Newberg also found that activity in the parietal region increased. According to the National Institute of Health (NIH), this region “[receives] information about temperature, taste, touch, and movement from the rest of the body.” In other words, the parietal lobe is tasked with determining a being’s relation — and reaction — to their surroundings. Newberg claims that these results “make sense,” considering glossolalia “involves relinquishing control while gaining a ‘very intense experience of how the self relates to God’ (Holden).
I, and many others gifted with glossolalia, continue to testify that tongues flow without any efforts of our own. The testimonies have remained consistent throughout history and match the ancient biblical descriptions.
Research has shown that the motor and language centers show little activity, while sensory centers are heightened.
Yet, its validity is continually ignored and attacked. Moreover, as a result of the Western Church’s tendency to shy away from the supernatural (despite the supernatural nature of the Gospel itself), naysayers — such as my younger self — often harbor little, if any, knowledge of the phenomenon.
It comes as no surprise that unbelievers deny its validity. This is predicted in 1 Corinthians 14:23, which reads: “So if the whole church comes together and everyone speaks in tongues, and inquirers or unbelievers come in, will they not say that you are out of your mind?”
If you do not believe in the Holy Spirit, believing in tongues is out of the question. I cannot blame unbelievers for attacking attempting to explain away glossolalia.
Unfortunately, the distortion of glossolalia is not merely the work of those who do not follow Christ. I would argue that most Western churches are complicit in the spread of misinformation surrounding tongues. I have heard tongues spoken — and spoken of — in every South African church I have visited. My studies have shown that glossolalia is widely celebrated in many corners of the world. Y’all, it is even one of the main theological teachings of Hillsong, Justin Bieber’s church (lol). Yet, of the countless and varied American churches I’ve visited, I have heard tongues spoken and/or mentioned a whopping zero times.
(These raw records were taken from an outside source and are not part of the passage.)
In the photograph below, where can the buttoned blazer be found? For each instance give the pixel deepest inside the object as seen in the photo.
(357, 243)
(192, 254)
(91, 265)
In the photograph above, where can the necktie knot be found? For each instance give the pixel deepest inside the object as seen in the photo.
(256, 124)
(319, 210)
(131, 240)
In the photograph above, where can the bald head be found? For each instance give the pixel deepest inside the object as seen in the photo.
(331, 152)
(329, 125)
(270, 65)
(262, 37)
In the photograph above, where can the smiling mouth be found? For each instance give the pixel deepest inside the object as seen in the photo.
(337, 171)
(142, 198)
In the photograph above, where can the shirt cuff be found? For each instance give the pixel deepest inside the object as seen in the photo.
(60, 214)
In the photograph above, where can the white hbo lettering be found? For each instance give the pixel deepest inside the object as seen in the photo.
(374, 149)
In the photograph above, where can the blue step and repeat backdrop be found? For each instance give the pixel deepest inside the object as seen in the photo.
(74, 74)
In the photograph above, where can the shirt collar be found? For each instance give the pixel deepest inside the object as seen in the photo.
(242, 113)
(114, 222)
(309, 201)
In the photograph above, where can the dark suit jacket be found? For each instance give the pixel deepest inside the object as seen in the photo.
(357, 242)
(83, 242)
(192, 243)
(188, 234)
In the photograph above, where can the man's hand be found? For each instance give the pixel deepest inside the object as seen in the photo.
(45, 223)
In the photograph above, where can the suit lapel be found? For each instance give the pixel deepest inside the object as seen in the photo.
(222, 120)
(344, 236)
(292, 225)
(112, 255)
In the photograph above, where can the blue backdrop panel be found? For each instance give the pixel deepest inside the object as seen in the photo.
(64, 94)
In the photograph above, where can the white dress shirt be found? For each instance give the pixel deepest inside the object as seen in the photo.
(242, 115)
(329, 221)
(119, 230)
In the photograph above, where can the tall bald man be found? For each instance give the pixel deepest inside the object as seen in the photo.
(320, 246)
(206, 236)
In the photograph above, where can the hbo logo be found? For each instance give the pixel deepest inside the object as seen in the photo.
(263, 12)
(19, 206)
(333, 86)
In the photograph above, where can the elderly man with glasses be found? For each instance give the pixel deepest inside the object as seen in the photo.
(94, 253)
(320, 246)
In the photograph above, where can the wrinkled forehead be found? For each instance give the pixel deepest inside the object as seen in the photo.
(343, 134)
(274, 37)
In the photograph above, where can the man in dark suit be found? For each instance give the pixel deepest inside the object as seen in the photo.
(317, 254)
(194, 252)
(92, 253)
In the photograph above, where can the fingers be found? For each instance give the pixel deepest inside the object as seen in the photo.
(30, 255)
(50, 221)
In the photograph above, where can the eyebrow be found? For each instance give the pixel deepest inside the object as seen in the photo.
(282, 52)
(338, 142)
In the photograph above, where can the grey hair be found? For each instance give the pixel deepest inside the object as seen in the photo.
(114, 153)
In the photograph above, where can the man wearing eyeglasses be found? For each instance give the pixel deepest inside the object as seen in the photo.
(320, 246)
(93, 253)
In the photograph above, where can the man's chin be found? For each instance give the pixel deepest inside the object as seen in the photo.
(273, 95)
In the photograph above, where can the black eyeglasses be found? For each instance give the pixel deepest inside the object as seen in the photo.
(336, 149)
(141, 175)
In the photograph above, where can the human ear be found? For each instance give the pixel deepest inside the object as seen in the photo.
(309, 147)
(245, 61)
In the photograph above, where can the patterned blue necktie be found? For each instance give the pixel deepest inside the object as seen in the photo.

Members of the Church — most of whom claim to believe Scripture to be the Word of God — do themselves and their brethren a great disservice when they deny, minimize, or ignore the power of tongues. As seen in the aforementioned Scriptural explanations of tongues and its purposes, this gift is wholly powerful. The practice of tongues also confronts unbelievers. People can reject God, but they have been unable to explain this manifestation. Frankly, I wish that I had been confronted by the truth of glossolalia when I was steeped in doubt.
The Western Church’s tendency to avoid the supernatural reveals a hole in the Church’s application of Scripture. This mistake robs believers of the healing that is made possible through communion with the Holy Spirit.
“Now you are the body of Christ and individually members of it. 28 And God has appointed in the church first apostles, second prophets, third teachers, then miracles, then gifts of healing, helping, administrating, and various kinds of tongues. 29 Are all apostles? Are all prophets? Are all teachers? Do all work miracles? 30 Do all possess gifts of healing? Do all speak with tongues? Do all interpret? 31 But earnestly desire the higher gifts.” (1st Corinthians 12:27-31)
I urge the Church to abandon timidity, step out in faith, and embrace this gift.
Carey, Benedict. “A Neuroscientific Look at Speaking in Tongues.” The New York Times. The New York Times, 07 Nov. 2006. Web.
Origenes, and Henry Chadwick. Contra Celsum. Cambridge: Cambridge U, 2003. Print.
The Holy Bible. Cambridge: Cambridge UP, 1992. Print.
“Tongues on the Mind.” Science AAAS. American Association for the Advancement of Science, 11 July 2013. Web.